El rey de Israel mandó gentes al lugar que el hombre de Dios había señalado, para que estuvieran al acecho. Y esto sucedió no una ni dos veces solamente. El de Siria se inquietó con esto, y preguntó a sus servidores: “¿No me diréis vosotros quién nos traiciona ante el rey de Israel?” Uno de los servidores le dijo: “Nadie. ¡Oh rey, mi señor! Es Elíseo, el profeta que hay en Israel, que lleva al rey de Israel las palabras que tú pronuncias en tu misma alcoba.” El rey le dijo: “Id y ved dónde está, y yo le haré prender.” Vinieron, pues, a decirle: “Está en Dotan.” Mandó él entonces caballos y carros, una gran tropa, que llegaron de noche y cercaron la ciudad.

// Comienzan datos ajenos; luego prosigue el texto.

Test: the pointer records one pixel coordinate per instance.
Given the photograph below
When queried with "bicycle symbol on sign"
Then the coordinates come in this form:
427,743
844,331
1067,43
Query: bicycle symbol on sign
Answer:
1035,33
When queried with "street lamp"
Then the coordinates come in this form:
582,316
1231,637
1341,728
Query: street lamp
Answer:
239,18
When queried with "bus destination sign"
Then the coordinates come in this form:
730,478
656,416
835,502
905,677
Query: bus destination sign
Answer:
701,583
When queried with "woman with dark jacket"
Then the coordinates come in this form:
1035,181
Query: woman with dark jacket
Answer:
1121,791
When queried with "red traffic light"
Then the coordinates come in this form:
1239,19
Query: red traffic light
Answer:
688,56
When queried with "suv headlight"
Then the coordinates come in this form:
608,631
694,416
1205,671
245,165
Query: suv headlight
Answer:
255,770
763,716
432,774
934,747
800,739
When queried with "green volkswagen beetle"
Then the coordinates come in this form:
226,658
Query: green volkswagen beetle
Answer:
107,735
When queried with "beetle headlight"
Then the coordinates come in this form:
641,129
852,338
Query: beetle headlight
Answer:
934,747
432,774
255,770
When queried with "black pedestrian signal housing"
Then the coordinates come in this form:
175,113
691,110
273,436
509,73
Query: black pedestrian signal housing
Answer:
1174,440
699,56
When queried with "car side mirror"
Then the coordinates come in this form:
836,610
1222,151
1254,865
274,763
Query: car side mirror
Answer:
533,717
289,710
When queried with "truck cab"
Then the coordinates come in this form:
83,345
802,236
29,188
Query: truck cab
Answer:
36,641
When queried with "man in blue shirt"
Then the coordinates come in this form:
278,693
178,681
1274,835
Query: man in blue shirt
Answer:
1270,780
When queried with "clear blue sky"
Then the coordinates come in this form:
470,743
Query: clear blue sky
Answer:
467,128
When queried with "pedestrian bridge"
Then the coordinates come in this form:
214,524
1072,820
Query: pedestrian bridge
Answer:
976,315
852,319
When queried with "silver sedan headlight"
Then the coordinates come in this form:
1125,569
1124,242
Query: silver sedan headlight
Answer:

El siervo del hombre de Dios se levantó muy de mañana y vio que la ciudad estaba cercada por una tropa con caballos y carros, y dijo al hombre de Dios: “¡Ah, mi señor! ¿qué haremos?” El le respondió: “Nada temas, que los que están con nosotros son más que los que están con ellos.” Elíseo oró y dijo: “¡Oh Yahvé! Ábrele los ojos para que vea.” Y Yahvé abrió los ojos del siervo, y vio éste la montaña llena de caballos y carros de fuego que rodeaban a Elíseo. Los sirios bajaron al valle en busca de Elíseo, y éste dirigió entonces a Yahvé esta súplica: “Dígnate herir de ceguera a esta gente,” Y Yahvé los hirió de ceguera, conforme a la súplica de Elíseo.